A Harrison Butker field goal with 20 seconds remaining in the second quarter was the only thing that prevented the Chiefs from being shut out in the first half, a dubious feat that befell 13 teams in Super Bowls of yore. All 13 of those teams ended up losing the Big Game.
Even a freak injury to standout linebacker Dre Greenlaw, who is suspected to have torn his left Achilles tendon as he started to run onto the field after a change of possession, did not cause San Francisco’s defensive level to dip, at least not initially.
“I mean, [our defense] looked pretty good at the beginning,” 49ers head coach Kyle Shanahan said. “Got them to a third and one, a fourth and one. I mean, we had a number of guys go down. I mean, that’s what those guys do. They’re really good at it.”
But soon after the 49ers defense forced the fifth three-and-out in nine Chiefs drives, the turning point came at the 2:42 mark of the third: a muffed punt struck the leg of one special teamer Darrell Luter Jr., and return man Ray-Ray McCloud, who realized the ball was live, got his hands on the ball in an effort to recover before it was jarred loose and recovered by Kansas City.
On the ensuing play, Mahomes found Marquez Valdes-Scantling over the middle for a 16-yard touchdown to give the Chiefs their first lead of the Super Bowl at 13-10. And, just like that, the straitjacket that hamstrung Kansas City’s offense was ripped off.
Though the 49ers scored on all subsequent drives after that muffed punt, so did the Chiefs. San Francisco’s inability to add to their 10-point lead, when Kansas City’s offense was in the doldrums, came back to haunt the 49ers like other close-to-glory-turned-heartbreaking moments that have come customary in the Shanahan era.
“That first half was a very good defensive performance, but there were missed opportunities in the first half too. [And] we definitely wanted to lap them a couple more times to give us a cushion because you know who we’re playing and they’re going to play to the end.”
And you know who’s under center for the team that Bosa was playing. Mahomes got hot, both with his arm and his legs – the latter producing 59 yards on the ground on seven carries in the second half, on his way to being the Chiefs’ leading rusher on the night. Kelce, after coach Andy Reid called for more combination routes, turned into the all-time great of a tight end he is. Though two of Kansas City’s final three drives ended up in three points, each of those forays down the field lasted at least 11 plays and covered at least 64 yards of real estate.
San Francisco’s resistance was proving futile. Fast. And the unit was getting gassed. Fast.

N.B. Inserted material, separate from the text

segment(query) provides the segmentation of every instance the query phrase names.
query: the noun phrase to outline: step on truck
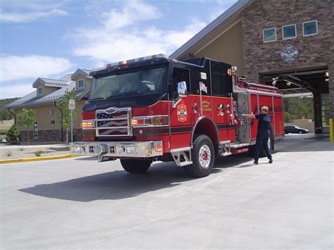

“We gave it all we had,” 49ers defensive lineman Arik Armstead said. “It’s all a hard task to chase around [Patrick] Mahomes, so it puts a lot of pressure on you to keep from getting fatigued, but we gave it all.”
All still ended up not being enough. At the start of overtime, the 49ers controversially (but, in this reporter’s opinion, wisely) chose to receive the ball in overtime after winning the coin toss, saving their defense from going right back out onto the field after Kansas City went 64 yards in 1:50 in kicking the game-tying field goal. San Francisco’s offense once again responded, chewing up 7:38 off the overtime clock and moving inside of Kansas City’s 10-yard line. But when Purdy, while under duress from defensive tackle Chris Jones, could not connect with a wide-open Jennings on a third down and the 49ers had to settle for a field goal — and give Mahomes the ball with a chance to win — there appeared to be only result.
Mahomes for the win, to Mecole Hardman to cap off a 75-play drive. And the Chiefs for the dynasty, their second Lombardi trophy in a row and third in four years. And a case of déjà vu from the opposing sideline when trying to deal with Mahomes magic.
“Same as always,” Shanahan said about Mahomes. “He’s unbelievable.”